(1)事業譲渡
事業譲渡は取引行為なので、譲渡の対象となる事業における契約関係、権利義務、従業員等を売り手から買い手に移転させるための個別の手続が必要となります。
不動産の登記、動産の引渡、債権譲渡通知などの対抗要件は個別に備える必要がありますし、債務も債権者の承諾を得て個別に引き受け手続を踏む必要があります。

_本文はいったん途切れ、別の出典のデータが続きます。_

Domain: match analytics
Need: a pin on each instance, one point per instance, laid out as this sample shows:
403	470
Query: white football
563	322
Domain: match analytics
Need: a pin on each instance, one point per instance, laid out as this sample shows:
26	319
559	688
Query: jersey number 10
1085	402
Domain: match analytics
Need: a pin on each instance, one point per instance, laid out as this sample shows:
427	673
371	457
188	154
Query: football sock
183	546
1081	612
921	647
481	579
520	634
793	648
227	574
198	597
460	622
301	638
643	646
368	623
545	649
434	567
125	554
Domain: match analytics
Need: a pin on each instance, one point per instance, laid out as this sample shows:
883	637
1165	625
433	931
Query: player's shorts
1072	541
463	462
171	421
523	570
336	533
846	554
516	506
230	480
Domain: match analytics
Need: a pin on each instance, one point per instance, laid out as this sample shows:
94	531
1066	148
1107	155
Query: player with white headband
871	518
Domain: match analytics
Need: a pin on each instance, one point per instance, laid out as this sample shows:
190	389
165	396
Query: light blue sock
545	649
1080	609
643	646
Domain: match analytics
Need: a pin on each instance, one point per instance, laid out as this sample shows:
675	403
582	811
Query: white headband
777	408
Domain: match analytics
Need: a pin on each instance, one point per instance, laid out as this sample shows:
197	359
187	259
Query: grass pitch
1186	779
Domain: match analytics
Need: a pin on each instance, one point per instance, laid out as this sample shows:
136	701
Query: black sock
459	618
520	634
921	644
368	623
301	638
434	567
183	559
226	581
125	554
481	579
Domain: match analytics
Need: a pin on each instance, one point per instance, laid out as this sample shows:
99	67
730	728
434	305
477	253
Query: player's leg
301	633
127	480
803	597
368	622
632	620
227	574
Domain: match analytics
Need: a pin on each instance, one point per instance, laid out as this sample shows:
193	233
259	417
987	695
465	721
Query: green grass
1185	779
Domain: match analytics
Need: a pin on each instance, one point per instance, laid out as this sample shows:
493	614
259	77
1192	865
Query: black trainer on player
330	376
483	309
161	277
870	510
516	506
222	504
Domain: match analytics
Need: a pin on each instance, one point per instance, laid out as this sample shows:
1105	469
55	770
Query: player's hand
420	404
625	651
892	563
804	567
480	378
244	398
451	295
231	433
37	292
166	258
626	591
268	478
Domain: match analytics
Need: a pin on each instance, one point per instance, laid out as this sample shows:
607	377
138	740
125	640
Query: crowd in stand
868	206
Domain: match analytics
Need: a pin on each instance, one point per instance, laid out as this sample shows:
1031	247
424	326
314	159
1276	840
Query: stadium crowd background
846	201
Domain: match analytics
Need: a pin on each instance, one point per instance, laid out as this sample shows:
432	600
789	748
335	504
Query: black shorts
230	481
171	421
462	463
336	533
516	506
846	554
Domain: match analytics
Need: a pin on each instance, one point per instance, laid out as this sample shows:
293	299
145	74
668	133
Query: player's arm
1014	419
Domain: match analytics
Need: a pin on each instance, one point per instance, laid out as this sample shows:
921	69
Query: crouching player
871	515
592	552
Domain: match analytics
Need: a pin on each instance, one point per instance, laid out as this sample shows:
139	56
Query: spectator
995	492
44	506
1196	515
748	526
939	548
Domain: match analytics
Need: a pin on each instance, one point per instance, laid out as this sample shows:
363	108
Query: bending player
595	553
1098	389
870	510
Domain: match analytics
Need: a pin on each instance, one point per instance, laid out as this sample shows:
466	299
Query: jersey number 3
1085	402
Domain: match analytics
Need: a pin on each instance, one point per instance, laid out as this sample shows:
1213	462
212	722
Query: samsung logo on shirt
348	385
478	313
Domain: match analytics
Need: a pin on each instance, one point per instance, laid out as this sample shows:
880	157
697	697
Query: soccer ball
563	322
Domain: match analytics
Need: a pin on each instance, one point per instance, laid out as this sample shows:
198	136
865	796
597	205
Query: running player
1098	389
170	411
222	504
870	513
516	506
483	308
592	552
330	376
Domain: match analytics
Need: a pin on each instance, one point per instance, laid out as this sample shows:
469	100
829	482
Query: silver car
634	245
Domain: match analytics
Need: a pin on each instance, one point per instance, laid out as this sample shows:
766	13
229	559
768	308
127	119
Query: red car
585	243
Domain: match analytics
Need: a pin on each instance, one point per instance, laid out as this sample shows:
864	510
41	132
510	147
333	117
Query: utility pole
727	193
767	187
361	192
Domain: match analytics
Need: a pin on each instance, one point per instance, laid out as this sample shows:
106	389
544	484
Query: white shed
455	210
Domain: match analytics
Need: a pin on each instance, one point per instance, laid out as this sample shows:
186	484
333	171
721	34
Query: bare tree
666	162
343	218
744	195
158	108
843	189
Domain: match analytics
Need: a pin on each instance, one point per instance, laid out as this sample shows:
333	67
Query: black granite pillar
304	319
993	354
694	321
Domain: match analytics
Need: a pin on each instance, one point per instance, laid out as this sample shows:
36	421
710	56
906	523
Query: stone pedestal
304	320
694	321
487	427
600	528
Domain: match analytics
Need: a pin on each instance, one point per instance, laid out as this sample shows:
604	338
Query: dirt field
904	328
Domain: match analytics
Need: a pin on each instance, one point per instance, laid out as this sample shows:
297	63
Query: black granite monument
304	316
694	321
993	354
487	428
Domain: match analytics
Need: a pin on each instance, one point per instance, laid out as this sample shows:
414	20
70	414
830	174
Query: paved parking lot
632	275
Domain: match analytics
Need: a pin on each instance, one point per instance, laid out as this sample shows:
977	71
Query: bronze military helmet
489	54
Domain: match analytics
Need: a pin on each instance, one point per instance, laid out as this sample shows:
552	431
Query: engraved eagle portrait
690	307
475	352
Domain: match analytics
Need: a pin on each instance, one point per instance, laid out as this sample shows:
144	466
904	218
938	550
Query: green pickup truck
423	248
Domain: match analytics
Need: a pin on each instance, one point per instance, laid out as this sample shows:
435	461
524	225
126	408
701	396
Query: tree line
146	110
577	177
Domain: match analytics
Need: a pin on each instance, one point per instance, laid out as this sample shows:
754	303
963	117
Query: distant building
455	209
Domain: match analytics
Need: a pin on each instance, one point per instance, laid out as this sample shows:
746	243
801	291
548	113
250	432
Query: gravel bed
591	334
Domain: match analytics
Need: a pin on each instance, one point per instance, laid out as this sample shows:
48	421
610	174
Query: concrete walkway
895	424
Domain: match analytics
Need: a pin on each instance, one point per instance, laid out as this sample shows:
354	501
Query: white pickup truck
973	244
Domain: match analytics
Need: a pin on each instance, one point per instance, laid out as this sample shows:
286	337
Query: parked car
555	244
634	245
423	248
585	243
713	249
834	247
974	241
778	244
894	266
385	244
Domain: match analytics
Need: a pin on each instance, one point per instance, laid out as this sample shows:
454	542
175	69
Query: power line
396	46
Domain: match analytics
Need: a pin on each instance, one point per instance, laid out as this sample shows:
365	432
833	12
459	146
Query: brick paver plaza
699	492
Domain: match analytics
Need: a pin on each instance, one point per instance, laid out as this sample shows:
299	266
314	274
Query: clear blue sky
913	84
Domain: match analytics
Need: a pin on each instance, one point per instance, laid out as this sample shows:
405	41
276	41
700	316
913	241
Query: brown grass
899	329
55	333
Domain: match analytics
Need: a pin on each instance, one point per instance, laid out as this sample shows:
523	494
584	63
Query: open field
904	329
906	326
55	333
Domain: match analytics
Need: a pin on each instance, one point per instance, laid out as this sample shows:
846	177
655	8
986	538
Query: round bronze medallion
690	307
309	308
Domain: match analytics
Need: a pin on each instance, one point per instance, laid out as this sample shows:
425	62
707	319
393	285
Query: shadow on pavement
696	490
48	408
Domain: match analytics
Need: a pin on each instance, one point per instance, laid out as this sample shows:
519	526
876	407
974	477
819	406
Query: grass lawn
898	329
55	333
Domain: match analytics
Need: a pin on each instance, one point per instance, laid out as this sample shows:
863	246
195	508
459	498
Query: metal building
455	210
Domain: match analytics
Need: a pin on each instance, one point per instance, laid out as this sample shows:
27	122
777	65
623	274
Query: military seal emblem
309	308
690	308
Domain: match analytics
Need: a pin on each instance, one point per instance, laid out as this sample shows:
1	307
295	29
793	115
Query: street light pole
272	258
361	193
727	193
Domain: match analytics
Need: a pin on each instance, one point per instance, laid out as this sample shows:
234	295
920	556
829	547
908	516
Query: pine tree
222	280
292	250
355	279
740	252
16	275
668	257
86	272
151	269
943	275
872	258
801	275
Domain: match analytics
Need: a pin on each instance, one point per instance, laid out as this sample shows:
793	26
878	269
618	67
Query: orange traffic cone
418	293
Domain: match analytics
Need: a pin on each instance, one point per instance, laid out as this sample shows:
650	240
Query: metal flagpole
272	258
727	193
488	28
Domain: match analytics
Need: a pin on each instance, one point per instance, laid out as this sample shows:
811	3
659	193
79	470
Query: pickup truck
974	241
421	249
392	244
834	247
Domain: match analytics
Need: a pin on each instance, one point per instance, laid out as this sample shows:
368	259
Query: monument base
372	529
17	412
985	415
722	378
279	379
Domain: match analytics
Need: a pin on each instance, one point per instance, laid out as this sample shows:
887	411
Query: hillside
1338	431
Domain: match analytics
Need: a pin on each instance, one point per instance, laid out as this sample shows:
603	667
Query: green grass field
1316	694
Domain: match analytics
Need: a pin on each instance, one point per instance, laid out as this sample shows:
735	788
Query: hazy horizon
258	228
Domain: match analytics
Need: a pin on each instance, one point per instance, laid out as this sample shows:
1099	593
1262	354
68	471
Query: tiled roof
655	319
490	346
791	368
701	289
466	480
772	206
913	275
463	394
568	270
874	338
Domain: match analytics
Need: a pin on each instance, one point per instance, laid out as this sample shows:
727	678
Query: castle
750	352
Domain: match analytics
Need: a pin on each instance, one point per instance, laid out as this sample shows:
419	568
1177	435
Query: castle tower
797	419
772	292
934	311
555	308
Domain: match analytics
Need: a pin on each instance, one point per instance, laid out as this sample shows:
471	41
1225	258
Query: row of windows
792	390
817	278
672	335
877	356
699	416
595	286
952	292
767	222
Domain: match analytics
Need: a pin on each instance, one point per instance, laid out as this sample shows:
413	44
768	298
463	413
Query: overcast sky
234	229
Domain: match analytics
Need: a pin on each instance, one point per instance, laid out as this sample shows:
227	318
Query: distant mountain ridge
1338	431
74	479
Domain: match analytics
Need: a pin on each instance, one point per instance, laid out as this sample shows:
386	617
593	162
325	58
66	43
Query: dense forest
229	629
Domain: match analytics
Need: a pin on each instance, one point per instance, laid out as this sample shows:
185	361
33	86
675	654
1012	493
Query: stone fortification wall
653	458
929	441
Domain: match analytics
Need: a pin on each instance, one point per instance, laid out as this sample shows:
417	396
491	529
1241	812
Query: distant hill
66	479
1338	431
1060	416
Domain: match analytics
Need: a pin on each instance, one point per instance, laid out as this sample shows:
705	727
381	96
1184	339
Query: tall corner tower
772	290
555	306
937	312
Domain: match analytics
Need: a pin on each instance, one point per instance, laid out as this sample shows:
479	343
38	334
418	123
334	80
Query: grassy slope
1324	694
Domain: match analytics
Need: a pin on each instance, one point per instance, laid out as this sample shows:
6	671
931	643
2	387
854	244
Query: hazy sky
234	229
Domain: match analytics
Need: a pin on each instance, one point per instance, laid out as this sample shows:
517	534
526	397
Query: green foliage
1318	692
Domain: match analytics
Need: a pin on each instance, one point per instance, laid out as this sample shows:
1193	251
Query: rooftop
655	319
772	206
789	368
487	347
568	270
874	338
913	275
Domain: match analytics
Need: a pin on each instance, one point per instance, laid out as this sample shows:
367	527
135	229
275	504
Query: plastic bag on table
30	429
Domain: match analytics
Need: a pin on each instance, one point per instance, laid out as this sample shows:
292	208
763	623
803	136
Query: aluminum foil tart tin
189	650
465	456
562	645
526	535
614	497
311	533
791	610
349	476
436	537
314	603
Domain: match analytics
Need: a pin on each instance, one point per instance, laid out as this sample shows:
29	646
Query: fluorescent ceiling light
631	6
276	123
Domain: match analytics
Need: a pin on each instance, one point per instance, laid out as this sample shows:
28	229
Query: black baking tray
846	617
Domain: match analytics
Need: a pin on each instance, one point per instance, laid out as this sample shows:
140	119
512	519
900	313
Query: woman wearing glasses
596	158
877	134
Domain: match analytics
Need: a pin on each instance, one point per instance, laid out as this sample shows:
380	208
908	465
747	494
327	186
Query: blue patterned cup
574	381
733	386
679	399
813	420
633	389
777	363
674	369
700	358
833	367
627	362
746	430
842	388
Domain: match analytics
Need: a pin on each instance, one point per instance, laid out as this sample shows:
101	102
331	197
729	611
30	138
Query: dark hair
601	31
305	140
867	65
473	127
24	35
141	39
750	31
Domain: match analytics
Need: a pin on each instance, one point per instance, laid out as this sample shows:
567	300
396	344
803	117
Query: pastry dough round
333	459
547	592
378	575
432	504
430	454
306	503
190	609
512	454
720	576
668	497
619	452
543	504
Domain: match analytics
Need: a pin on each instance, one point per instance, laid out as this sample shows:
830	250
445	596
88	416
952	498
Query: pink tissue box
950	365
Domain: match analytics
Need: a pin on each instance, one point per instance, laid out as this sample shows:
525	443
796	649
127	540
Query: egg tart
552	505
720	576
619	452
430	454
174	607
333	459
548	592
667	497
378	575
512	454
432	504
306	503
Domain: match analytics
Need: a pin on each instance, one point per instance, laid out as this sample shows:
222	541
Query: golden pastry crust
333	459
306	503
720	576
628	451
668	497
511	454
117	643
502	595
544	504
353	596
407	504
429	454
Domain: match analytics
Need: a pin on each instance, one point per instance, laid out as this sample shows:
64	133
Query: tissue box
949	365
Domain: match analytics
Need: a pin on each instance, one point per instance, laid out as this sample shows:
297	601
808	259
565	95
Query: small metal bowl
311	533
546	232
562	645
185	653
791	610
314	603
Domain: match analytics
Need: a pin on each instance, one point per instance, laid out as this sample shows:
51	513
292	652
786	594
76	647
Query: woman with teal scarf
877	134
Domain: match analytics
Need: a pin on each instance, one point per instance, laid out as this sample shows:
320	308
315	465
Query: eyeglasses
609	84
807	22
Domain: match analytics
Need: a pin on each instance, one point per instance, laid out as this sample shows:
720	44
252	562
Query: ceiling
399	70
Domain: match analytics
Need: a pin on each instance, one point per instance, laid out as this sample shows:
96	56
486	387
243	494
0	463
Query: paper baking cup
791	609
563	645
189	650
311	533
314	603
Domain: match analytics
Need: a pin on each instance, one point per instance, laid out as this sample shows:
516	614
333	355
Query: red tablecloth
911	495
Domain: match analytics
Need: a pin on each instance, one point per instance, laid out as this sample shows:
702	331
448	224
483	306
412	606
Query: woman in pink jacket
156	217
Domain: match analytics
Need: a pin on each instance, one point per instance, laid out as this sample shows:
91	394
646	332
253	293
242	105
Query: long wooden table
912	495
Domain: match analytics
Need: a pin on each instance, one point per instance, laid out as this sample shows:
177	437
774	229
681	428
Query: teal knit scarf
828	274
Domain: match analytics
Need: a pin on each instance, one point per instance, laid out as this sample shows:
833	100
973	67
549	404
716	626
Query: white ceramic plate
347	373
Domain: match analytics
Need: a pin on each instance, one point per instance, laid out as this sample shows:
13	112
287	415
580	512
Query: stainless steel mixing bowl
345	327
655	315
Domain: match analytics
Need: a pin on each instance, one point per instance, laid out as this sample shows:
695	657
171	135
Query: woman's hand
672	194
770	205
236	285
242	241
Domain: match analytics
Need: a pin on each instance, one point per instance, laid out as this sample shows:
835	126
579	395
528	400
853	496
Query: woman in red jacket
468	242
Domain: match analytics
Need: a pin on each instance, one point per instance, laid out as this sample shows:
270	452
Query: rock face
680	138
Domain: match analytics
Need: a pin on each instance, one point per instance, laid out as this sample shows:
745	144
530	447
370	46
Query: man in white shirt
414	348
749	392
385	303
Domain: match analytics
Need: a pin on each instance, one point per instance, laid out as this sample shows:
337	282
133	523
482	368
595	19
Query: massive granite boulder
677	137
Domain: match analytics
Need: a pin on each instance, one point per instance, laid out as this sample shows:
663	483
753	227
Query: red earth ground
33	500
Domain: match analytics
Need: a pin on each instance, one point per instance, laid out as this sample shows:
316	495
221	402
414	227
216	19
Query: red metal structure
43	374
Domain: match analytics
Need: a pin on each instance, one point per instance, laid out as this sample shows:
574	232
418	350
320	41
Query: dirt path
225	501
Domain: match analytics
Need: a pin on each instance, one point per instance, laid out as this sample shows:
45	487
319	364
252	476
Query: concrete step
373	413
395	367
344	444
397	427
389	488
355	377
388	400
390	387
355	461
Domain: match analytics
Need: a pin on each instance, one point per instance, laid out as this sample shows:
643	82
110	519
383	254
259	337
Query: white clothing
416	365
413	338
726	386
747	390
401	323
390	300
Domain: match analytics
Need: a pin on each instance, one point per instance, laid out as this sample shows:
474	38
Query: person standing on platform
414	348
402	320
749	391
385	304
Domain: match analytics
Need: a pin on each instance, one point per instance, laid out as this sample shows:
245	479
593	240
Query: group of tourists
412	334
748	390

従業員との契約関係の引き継ぎにも個別の契約手続が必要です。
このように事業譲渡は、組織再編行為と違って包括承継ではないため、個別の承継手続が必要となります。この点の煩雑さはデメリットといえます。
もっとも、会社内での手続は簡易な面があります。
つまり、事業譲渡は、取引行為である以上、取締役が業務執行の1つとして行うことができる場合があります。この点はメリットといえます。
(2)株式譲渡
株式譲渡も取引行為なので、個別に株式を移転させる手続を踏むことになります。
手続については、取引対象である株式が重要な財産にあたる場合に取締役会の決議が必要になるほかは、特に会社法上の手続は必要ありません。
(3) 対価
事業譲渡や株式譲渡の場合、通常は買い手が売り手に対して現金を支払います。
債権や不動産など他の財産を対価とすることもできますが(これを現物出資という。)、裁判所が選任する検査役が対価となる財産の評価をするという手続が必要になる場合があります。